Michael Ignatieff says the coalition would have divided Canadians

MONTREAL – If the proposed coalition of opposition parties had come to power last year it would have deeply and enduringly divided Canadians, says Michael Ignatieff.

In Montreal on Sunday to promote his most recent book, the federal Liberal leader also said the coalition came at a time when the party’s right to govern would have been called into question after one of the worst election results in its history.

The party lost 19 seats and captured just 26 per cent of the vote in last October’s federal election.

“I’m in politics to unify people, not to divide them,” Ignatieff said.

“There was also a question concerning the legitimacy of the coalition that troubled me.”

The power sharing deal between the Liberals and New Democrats, with support from the Bloc Quebecois, was not undemocratic, Ignatieff told the crowd of some 150 Montrealers gathered in a downtown theatre, but it would nonetheless have given Canadians the feeling that the parties had “in some sense or another stolen power.”

Last November, the opposition parties were prepared to topple the minority government over a Tory fiscal update that failed to include any significant economic stimulus measures, and proposed a governing coalition instead.

But Ignatieff felt that Canada, entering into a severe economic recession, needed more certainty than the coalition could provide, comparing the tentative deal to an unstable three-legged stool.

“I felt it was very difficult to guarantee the necessary political stability during a time of crisis with three partners in a formal coalition,” he said.

“That was my first doubt.
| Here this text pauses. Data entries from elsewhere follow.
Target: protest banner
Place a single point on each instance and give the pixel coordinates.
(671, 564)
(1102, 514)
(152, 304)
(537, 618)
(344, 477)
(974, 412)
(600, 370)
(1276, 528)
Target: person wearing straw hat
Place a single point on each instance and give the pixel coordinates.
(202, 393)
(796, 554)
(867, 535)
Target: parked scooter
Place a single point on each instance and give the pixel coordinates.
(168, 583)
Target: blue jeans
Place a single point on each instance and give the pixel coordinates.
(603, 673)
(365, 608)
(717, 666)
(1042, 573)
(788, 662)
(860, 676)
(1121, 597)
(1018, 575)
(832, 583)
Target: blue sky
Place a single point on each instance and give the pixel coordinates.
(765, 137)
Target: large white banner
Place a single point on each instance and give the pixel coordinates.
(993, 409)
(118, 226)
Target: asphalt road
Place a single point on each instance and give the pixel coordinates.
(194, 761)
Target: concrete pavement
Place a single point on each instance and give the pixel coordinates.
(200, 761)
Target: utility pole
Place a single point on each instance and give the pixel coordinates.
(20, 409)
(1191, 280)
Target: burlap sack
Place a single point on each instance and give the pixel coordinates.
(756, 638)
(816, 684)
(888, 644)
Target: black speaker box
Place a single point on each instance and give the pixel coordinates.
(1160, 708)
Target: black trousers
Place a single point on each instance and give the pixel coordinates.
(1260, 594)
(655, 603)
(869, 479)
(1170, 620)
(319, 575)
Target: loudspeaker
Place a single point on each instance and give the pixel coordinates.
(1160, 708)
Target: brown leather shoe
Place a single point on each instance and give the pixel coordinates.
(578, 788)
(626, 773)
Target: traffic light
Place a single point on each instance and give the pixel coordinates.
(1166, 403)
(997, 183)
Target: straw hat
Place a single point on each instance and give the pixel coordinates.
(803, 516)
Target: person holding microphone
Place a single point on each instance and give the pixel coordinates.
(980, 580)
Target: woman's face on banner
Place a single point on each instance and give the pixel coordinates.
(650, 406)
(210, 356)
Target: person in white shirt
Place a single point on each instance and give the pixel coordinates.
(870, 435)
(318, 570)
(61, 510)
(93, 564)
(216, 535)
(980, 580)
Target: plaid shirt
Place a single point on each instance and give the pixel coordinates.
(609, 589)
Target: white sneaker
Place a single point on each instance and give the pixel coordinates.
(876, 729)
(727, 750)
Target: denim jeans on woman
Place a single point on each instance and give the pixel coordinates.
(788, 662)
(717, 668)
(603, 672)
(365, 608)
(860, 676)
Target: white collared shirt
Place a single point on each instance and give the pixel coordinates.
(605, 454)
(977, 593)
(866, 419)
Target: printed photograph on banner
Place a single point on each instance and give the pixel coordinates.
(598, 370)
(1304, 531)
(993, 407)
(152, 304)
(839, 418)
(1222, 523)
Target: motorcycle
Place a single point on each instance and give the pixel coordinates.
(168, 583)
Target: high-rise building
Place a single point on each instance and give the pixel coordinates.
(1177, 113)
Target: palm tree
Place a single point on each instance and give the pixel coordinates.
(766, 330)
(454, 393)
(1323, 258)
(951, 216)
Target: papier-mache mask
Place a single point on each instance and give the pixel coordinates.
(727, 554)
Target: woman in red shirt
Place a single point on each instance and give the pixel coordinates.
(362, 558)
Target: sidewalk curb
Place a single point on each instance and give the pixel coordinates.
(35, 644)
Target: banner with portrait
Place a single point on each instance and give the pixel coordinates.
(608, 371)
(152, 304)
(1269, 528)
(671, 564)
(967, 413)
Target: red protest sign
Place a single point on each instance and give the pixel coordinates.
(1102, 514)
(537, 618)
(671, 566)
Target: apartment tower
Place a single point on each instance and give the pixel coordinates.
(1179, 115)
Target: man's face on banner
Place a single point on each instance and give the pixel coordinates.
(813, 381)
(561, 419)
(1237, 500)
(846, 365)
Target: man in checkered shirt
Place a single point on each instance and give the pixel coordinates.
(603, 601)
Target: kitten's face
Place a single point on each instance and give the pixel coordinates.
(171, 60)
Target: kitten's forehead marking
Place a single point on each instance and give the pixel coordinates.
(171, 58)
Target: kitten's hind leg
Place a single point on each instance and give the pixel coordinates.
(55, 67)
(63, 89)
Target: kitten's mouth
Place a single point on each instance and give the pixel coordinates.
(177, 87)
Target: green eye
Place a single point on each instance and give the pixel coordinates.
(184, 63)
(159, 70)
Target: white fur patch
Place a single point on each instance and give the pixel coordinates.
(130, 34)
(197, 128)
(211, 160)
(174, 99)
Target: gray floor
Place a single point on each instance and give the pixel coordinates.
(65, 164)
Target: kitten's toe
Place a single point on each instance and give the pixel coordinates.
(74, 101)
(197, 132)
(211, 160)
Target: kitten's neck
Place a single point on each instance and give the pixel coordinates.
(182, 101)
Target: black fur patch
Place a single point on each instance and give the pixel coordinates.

I couldn’t guarantee the long-term stability of the coalition under the circumstances.”

Ignatieff – at the time a candidate for the party’s leadership – was publicly ambivalent about the power sharing deal, saying in December he would only support the coalition if necessary.

As for the boost in popularity for federal Liberal party in Quebec, Ignatieff says the province seems to have turned the page on the sponsorship scandal that has dogged the party in recent years.

“I almost never hear the words sponsorship scandal when I’m in Quebec,” he said.

“I don’t wish to sweep anything under the rug. I’m just saying, in terms of what I encounter when I meet Quebecers is that it’s not at the centre of their preoccupations. It was important in recent years, but since I’ve toured the regions, when I’m in Montreal, in Quebec City, no one asks about that matter.”

On May 5, a Canadian Press-Harris-Decima survey gave the Liberals under Ignatieff a five-point lead on the slumping Conservatives.

In Quebec, the Bloc at 38 per cent held only a three-point lead on the Liberals, while the Conservatives were in the single digits.